Wednesday, June 15, 2022

What we found on a random road in Wyoming

 What we found on a random road in Wyoming.

What we love most about our RV Full-Timing life is that we get to explore. We just pick a road and go for it. On this day it was no different, except for the fact that we are workamp now for the summer season. So we only get 2 days off. That just means we have to go back LOL. 

Our plan was to head to Wyoming and check out the businesses there to see if it would be wiser to start shopping there for our food/gas/supplies in general. We took the backway, (neither of us having ever been this way) to see the backcountry. 

We found stuff. A Ghost Town,  Kilns and just beautiful landscapes EVERYWHERE. 

The ghost town is called Piedmont. It was a timber and railroad town. The town was alive around 1867 and had some famous (and not in a good way) travelers. Butch Cassidy used Piedmont as a meeting place with all of his criminal soulmates for the big bank robbery in Montpelier, Idaho. There is a guess at what they stole - in the range of $10,000 which for that time was a lot.
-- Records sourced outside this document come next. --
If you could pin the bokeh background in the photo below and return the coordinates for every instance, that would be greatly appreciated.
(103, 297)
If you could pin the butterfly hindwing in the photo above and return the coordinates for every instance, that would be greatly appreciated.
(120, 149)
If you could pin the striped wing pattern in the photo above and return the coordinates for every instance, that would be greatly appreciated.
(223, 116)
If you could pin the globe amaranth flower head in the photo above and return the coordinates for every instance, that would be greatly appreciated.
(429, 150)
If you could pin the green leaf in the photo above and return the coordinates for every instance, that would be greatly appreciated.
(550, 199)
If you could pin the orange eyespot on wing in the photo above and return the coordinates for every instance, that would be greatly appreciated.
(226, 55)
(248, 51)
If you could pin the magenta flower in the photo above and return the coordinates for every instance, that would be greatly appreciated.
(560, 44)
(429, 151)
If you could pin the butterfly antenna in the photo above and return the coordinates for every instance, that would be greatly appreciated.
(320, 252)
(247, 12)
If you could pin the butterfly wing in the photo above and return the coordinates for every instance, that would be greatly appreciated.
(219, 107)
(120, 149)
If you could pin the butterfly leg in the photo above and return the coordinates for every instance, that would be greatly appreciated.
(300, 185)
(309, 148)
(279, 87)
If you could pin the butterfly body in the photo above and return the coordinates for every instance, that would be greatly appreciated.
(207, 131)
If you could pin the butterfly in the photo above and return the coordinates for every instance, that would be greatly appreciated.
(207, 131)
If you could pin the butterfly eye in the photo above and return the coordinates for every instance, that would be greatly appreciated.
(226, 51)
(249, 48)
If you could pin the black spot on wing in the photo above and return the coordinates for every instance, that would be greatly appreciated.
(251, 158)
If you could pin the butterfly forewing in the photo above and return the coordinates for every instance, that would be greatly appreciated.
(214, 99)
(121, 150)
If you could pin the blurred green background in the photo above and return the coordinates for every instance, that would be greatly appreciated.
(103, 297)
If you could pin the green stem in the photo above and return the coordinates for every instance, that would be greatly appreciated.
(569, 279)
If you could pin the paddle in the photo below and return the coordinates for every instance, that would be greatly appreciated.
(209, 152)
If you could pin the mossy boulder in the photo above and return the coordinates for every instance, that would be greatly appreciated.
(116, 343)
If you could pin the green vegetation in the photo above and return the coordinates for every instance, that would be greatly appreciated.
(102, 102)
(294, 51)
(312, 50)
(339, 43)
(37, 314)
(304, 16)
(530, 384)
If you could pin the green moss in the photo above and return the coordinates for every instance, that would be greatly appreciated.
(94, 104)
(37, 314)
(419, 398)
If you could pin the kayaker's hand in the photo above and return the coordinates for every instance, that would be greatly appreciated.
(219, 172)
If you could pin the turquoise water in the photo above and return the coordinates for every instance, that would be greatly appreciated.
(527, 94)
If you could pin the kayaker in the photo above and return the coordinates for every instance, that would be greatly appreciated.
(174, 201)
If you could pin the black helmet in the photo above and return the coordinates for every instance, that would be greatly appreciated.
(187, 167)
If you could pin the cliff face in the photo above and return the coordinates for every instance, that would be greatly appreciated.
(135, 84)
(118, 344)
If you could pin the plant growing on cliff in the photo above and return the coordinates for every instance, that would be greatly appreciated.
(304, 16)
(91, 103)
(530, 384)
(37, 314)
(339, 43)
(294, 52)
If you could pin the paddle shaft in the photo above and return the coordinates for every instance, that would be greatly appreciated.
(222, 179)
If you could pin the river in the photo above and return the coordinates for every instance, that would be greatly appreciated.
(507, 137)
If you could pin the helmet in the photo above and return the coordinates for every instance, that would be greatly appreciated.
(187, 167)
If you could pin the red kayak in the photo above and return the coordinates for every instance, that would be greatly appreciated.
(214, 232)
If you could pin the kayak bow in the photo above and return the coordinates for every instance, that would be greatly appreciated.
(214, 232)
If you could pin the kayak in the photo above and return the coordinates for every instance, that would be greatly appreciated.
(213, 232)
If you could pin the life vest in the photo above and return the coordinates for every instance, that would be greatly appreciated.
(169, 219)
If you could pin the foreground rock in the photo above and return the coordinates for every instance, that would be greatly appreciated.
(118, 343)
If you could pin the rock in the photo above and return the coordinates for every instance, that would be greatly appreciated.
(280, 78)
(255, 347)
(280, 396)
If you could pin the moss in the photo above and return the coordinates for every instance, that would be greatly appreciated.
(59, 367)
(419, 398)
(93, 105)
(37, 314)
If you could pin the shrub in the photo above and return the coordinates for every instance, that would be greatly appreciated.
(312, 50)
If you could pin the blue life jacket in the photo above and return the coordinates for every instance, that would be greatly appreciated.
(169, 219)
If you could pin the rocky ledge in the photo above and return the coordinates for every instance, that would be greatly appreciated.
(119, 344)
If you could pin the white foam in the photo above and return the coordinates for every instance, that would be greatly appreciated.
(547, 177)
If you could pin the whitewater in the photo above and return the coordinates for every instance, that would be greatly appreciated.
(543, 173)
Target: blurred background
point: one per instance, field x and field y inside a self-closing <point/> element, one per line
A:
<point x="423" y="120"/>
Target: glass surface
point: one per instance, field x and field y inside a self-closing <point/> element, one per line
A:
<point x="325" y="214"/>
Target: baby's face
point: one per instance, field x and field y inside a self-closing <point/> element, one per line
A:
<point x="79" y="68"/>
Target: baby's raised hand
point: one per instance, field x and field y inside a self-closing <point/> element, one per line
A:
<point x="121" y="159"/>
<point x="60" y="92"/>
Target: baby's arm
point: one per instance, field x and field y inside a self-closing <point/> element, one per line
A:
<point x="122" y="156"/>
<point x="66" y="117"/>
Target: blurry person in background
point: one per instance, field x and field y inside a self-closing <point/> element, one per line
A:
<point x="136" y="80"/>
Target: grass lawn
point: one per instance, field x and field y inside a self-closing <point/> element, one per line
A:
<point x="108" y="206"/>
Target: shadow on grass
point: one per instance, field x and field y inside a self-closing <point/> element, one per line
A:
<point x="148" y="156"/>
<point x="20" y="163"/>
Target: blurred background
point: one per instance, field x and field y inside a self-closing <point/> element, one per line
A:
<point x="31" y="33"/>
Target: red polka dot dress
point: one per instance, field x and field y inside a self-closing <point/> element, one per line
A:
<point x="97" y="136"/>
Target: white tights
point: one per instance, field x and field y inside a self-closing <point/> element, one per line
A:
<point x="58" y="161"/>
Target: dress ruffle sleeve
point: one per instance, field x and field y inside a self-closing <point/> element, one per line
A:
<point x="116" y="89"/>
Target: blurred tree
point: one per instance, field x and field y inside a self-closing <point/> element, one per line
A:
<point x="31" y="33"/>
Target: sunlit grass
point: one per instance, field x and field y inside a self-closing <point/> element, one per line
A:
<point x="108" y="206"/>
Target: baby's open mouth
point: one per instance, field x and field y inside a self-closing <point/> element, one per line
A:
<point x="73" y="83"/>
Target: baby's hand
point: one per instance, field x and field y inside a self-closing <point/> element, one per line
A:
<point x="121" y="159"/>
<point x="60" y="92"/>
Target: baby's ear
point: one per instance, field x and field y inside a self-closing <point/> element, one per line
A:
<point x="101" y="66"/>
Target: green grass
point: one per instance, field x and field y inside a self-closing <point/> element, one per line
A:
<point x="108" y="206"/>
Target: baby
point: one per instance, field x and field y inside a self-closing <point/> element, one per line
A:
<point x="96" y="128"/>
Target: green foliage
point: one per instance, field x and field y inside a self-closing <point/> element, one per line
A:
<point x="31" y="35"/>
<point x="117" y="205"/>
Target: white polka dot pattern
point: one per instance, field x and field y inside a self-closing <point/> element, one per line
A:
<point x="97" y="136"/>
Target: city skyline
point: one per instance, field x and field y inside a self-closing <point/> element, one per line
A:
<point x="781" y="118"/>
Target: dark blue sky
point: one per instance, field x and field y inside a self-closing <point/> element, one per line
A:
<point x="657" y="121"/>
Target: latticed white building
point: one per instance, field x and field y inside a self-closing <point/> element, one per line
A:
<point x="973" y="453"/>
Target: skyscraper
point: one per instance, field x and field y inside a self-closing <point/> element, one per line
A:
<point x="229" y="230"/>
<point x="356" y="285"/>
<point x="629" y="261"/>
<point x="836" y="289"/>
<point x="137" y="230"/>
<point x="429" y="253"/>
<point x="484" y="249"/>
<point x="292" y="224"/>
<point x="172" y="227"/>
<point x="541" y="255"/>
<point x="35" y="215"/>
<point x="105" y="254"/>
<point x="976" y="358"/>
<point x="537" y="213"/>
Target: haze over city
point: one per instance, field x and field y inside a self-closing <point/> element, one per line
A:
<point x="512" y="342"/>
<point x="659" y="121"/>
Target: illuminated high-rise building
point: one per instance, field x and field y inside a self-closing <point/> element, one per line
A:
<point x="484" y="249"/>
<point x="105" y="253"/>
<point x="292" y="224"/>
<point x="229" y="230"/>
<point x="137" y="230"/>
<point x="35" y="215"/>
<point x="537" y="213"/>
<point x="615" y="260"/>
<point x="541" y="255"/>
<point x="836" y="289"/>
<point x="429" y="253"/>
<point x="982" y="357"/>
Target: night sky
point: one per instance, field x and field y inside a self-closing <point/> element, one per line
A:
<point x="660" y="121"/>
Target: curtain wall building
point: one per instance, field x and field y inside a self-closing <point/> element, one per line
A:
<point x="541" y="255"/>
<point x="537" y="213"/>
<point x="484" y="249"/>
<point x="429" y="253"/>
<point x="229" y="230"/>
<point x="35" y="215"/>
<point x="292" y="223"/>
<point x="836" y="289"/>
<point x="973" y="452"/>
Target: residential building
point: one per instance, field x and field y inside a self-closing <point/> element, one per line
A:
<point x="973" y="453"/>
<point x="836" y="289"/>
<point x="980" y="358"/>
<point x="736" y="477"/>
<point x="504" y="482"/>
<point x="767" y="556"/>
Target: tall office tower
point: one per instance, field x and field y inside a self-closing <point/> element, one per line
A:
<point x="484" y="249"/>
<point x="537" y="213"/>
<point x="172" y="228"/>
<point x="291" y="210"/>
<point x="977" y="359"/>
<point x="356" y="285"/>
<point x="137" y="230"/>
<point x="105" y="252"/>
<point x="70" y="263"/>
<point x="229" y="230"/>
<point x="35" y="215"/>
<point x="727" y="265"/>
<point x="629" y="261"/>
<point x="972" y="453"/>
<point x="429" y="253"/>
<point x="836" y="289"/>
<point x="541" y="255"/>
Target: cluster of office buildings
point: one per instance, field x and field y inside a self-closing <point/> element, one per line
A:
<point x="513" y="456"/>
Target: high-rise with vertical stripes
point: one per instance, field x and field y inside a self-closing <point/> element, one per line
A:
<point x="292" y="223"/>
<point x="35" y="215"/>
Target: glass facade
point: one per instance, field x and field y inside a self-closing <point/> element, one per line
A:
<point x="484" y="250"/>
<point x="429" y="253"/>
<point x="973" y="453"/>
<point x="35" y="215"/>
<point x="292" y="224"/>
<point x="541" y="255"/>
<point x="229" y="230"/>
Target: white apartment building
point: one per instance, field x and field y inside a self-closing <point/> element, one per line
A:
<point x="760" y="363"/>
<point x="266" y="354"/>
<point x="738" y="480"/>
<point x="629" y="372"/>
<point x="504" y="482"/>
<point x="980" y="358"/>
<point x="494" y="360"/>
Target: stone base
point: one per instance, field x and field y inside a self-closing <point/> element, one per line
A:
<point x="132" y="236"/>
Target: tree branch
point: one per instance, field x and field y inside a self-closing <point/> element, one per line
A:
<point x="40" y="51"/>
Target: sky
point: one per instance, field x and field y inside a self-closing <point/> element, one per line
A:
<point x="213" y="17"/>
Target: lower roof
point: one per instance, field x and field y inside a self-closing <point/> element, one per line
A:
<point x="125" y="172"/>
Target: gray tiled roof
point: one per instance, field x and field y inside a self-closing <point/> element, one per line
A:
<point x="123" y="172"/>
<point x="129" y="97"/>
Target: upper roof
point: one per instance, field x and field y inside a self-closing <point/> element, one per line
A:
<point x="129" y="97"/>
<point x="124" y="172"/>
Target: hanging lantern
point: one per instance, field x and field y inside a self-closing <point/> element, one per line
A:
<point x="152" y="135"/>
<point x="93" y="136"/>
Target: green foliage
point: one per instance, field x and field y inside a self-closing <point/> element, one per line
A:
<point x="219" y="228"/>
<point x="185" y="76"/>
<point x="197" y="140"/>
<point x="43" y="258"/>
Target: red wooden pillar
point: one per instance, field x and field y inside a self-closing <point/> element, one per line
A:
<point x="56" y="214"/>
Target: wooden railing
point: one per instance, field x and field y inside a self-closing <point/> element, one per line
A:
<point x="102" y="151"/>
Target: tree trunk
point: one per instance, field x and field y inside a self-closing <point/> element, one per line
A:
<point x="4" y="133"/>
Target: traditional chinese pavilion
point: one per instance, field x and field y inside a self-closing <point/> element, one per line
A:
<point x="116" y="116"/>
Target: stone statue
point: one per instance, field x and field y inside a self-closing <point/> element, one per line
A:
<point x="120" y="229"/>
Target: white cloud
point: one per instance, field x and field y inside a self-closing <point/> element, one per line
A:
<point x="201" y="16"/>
Although I think today $10,000 is a lot but then I don't have that lol. The Union Pacific fell victim to many criminal acts because of the like of Butch Cassidy and cronies. 


There are still some property still there with reminders of what it was like back in the day. It was neat to sit on the side of the road dreaming about, what it was like back in that time. No doubt life was hard but man their office view is breaktaken.

Oh course so much lumber was taken. 

There are still farms in the area.

The houses are starting to fall down even more so - when I did the research of the area, what a difference just a couple of years of hard weather on these old houses. It is private property so use your best judgement and leave it as you found it. 

Moses Bryne was the first in Piedmont but changed the name to Piedmont because it means in Italian 
"Foot of the Mountain"


Those clouds were just magical

I hope a bride was carried over the threshold 

Oh the secrets that this empty house holds

And just further down the road we find our next find. Piedmont Charcoal Kilns. Neither of us have ever seen such a thing in our lives, (now you can understand our love for our life because not only seeing but learning things almost on a daily basis). 

The kilns are remnants of charcoal making. And you could smell them. These were built by the first family of Piedmont Mose Byrne in 1869 just two years after settling in the new town. I'm not sure how long these were producing charcoal, because in 1971 the area was registered with the National  Register of Historic Places. 100,000 bushels a month down to a physical reminder of what was once. 

There were 4 but as time goes by they will eventually all tumble down

These are huge up close.

Amazing at what the inside looks like - right?

This was taken from inside.

There was so much more that we had seen on this day, but you're just going to need to go and see the area for yourself. It would be fun to compare notes. Do bring a sacked lunch because there are picnic tables there next to the interpretive panels. They really made the whole area visitor friendly.


I hope you enjoyed our adventure day of where we just picked a random road and went for it!! You just never know what you will see. The video below is a blast from the past. Get ready to chuckle... We live on the wild side of life. 


We took a Belly Dancing Class - it was so hard but it was so much fun. We had people make fun of us because it was beneath them. But you know what. Life is about having fun and it's our fun.